Voici les six niveaux de progression que nous avons décrits :
- Ne joue qu'occasionnellement, ne cherche pas activement des occasions de jouer.
- Joue de manière répétée à un petit nombre de jeux familiers ; ces jeux ont tendance à reposer sur des mécanismes similaires, et sortir de sa zone de confort est désagréable.
- Apprécie les jeux dans lesquels il/elle réussit bien, montre de l'intérêt pour les nouveaux jeux aussi, mais l'échec mène rapidement au rejet.
- Curieux/curieuse, mais encore très attaché(e) à ses préférences — particulièrement intimidé(e) par les jeux qui semblent difficiles.

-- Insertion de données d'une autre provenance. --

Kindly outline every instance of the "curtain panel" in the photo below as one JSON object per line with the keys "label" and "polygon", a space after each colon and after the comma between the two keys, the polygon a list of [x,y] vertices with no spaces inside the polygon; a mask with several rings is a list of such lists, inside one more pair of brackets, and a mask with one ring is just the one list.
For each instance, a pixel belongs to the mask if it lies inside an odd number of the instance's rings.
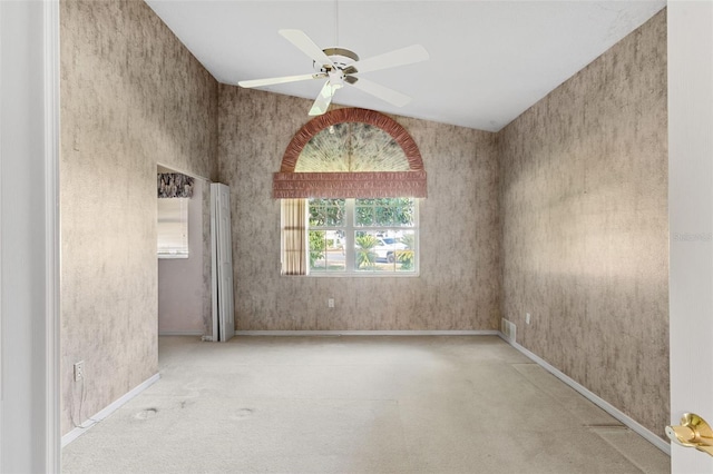
{"label": "curtain panel", "polygon": [[307,210],[306,199],[282,199],[282,275],[307,274]]}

- Motivé(e) par les nouveaux jeux, en vient à attendre un afflux constant d'expériences nouvelles ; apprécie les défis et tire fierté de surmonter des jeux plus complexes.
- Devient proactif/proactive dans le choix des jeux : recherche, se renseigne, fait des recommandations. »

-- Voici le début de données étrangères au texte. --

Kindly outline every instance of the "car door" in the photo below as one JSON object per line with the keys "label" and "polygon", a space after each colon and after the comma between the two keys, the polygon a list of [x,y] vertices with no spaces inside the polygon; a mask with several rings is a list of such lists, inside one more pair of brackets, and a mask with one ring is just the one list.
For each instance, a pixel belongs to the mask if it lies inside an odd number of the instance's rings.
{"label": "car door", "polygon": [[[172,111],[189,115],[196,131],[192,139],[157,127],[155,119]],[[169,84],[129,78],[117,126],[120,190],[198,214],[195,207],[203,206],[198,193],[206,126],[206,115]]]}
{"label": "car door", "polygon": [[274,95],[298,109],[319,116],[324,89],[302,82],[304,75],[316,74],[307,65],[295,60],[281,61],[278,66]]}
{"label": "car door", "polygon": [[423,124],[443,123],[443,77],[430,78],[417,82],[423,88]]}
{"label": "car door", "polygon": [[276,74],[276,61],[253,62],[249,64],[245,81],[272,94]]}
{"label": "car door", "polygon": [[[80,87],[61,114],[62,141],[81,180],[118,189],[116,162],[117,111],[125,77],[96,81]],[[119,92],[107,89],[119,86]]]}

Et pourquoi est-ce que ça m'est venu à l'esprit maintenant ?
Parce que c'est exactement là où nous en sommes avec ma fille de 8 ans. Elle a déjà un éventail assez large de jeux de société qu'elle apprécie, mais ça ne s'applique pas vraiment aux jeux abstraits à deux joueurs — même si elle les aime. Nous avons probablement joué au moins 150 à 200 parties de Kalaha, et elle apprécie aussi le Backgammon. Il fut un temps où Pylos était un favori aussi, et elle s'en sort bien avec les Dames internationales.
Mais avec ce type de jeux, elle a tendance à se fermer si les choses ne vont pas bien. Elle a pris le coup de main avec Kalaha et y joue bien, alors elle l'apprécie. Et c'est ça le truc — elle a peur d'apprendre quelque chose de nouveau et préfère rester dans le monde familier de Kalaha. Ce qui m'embête là-dedans, c'est que ça reflète son approche de la vie réelle aussi : elle hésite à commencer quoi que ce soit de nouveau parce qu'elle a peur de l'inconnu, ou de l'échec possible.

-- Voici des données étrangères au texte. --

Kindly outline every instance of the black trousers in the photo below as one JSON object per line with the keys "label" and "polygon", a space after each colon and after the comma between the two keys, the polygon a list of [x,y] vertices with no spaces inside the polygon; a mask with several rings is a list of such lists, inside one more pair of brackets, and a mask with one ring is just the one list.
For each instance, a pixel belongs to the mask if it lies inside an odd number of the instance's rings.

La vérité, c'est que trop de choses lui viennent facilement, alors si quelque chose ne marche pas tout de suite, elle laisse tomber. Et ce n'est pas une super attitude — probablement pas besoin d'expliquer pourquoi. Tout ne viendra pas facilement dans la vie. Alors maintenant nous jouons à Bison. Ce n'est pas difficile de la convaincre de jouer — elle est intéressée. Elle est frustrée parce qu'elle ne gagne pas, alors elle ne demande pas encore à y jouer. Mais avec le temps, ça changera.
Elle me fait assez confiance pour suivre le mouvement, même si ce n'est pas trop souvent pour l'instant. Puis un jour ça va cliquer, elle commencera à apprécier, et elle se mettra à le demander d'elle-même. Et je crois sincèrement que si nous traversons suffisamment de ces processus dans le monde des jeux, ils commenceront à façonner sa prise de décision dans la vie réelle aussi. Elle apprendra qu'il n'y a pas de raison d'avoir peur de l'échec.
Alors oui — nous sommes là-dehors, à chasser les bisons avec dévouement.